About this lesson
FMEA preparation normally follows a structured process and uses a standard format. Many organizations will take an industry standard process or format and customize it based upon their local organization structure and practices. However, the major steps still occur in the same sequence.
When to use
Whenever completing an FMEA analysis, use your organization’s process and formats. If your organization does not have its own procedure and formats, use the ones presented in this course.
FMEA analysis follows a common process or sequence of steps.
- Select the product, system, or process to be analyzed. Ensure boundaries are clear so the team stays focused.

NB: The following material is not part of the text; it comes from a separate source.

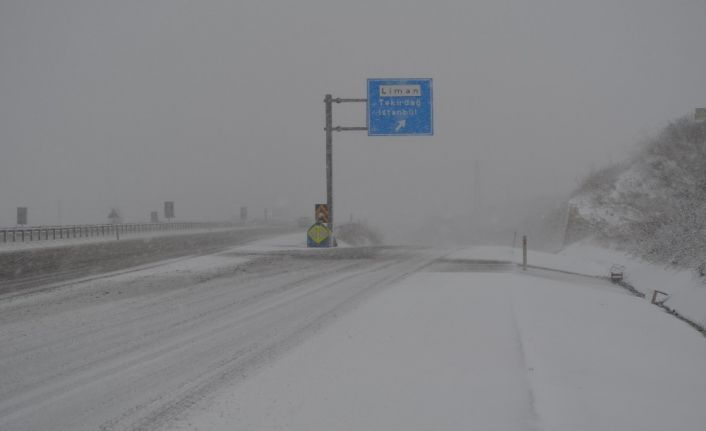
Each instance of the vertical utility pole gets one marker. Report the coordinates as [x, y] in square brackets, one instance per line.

- Identify the FMEA team and schedule meetings. Based upon the scope of the analysis, subject matter experts should be selected.
- Diagram the product or process and decompose it. Design FMEAs are normally diagrammed with functional block diagrams. Process FMEAs are normally diagrammed with a process map.
- Determine function and failures for each element in the diagram. A diagram element can have multiple functions and they should be listed separately. Each function can have multiple failures and they should be listed separately.
- Analyze each failure mode for severity, probability of occurrence, and capability to detect it. Combine the three scores into a RPN value. If appropriate, aggregate elements into sub-system or processes and repeat the analysis. The level of aggregation is a judgement call by the team.
- Implement mitigation where appropriate. After the mitigation, the failure mode should be rescored based upon the changed process.
- Document results of the analysis. On the one hand, you should be documenting everything as you go in the form. But when the analysis is complete, date and revision control it. It should then accompany the product or process design package.
These steps align with fields in the typical or generic Design FMEA and Process FMEA formats.
Hints & tips
- Follow your organization’s process and use your organization’s forms. If they don’t exist, the ones in this course are good examples of typical steps and forms.
- Pick your team based upon what is in scope for the analysis. That is why the analysis boundaries are set before the team is selected.
- Some organizations don’t rescore after mitigation – that is a mistake.
- The level of decomposition is a judgement call. Try to decompose so that each functional block performs one or two steps significant to the customer. If the block is a subsystem, treat it like it is a single component.